La noche se asoma por el enorme ventanal de la oficina y las luces de la ciudad adornan el paisaje a lo lejos. Me he quedado un par de horas después del horario de salida para terminar de ponerme al corriente con los asuntos de la empresa.

El resto de la tarde lo pasé encerrado revisando contratos y estados financieros, por lo que a estas horas el cansancio se ha pronunciado en mi cuerpo como es de esperarse. Los hombros me duelen, los ojos me arden por haber pasado horas frente a la pantalla de la computadora y decido terminar por hoy la jornada.

Me levanto de la silla y estiro mi cuerpo con pereza, tomo mis pertenencias y salgo al pasillo encontrando a Sofía aún en su lugar.

—¿Qué hace todavía aquí?, hace horas que terminó su jornada —le informo.

No me pasa desapercibida la manera en que endereza su cuerpo tratando de esconder el cansancio, y un leve pinchazo de preocupación me atraviesa el pecho, pero se esfuma con la misma rapidez con la que llegó.

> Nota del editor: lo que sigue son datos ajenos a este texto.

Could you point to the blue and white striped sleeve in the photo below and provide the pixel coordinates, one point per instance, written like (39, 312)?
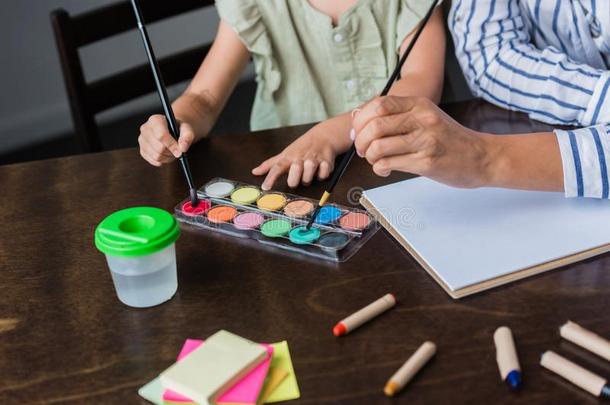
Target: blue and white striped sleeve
(502, 66)
(585, 155)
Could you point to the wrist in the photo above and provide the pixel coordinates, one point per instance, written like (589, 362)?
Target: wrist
(494, 163)
(197, 111)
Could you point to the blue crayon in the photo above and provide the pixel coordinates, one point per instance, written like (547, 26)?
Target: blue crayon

—Hago mi trabajo —responde de manera mecánica—. Me quedé por si necesitaba algo más.

Me reprendo mentalmente por no haberle avisado que me quedaría por más tiempo, pero no hago un drama por ello, en cambio digo:

—No se preocupe por las horas extras, le serán remuneradas conforme la ley. Ya puede ir a su casa.

—Gracias, señor.

«Su casa», repito en mi mente. Esa casa donde tantas veces la hice mía, la misma donde la encontré con otro.

«¿Seguirá viviendo ahí?, ¿vivirá sola?, ¿estará con él?». Tantas preguntas sin respuestas que se agolpan en mi cabeza y que no tengo el derecho de cuestionar.

—¿No se va? —indago al ver que no se mueve.

—S-sí, solo… debo ir al sanitario antes —responde de manera nerviosa, acomodando torpemente sus cosas en el bolso.

Me muero por preguntar de qué manera regresará, si viene en auto, o tomará un taxi, o el autobús… pero me muerdo la lengua recordando que eso no es de mi incumbencia y retomo mi camino después de decir un simple «Adiós».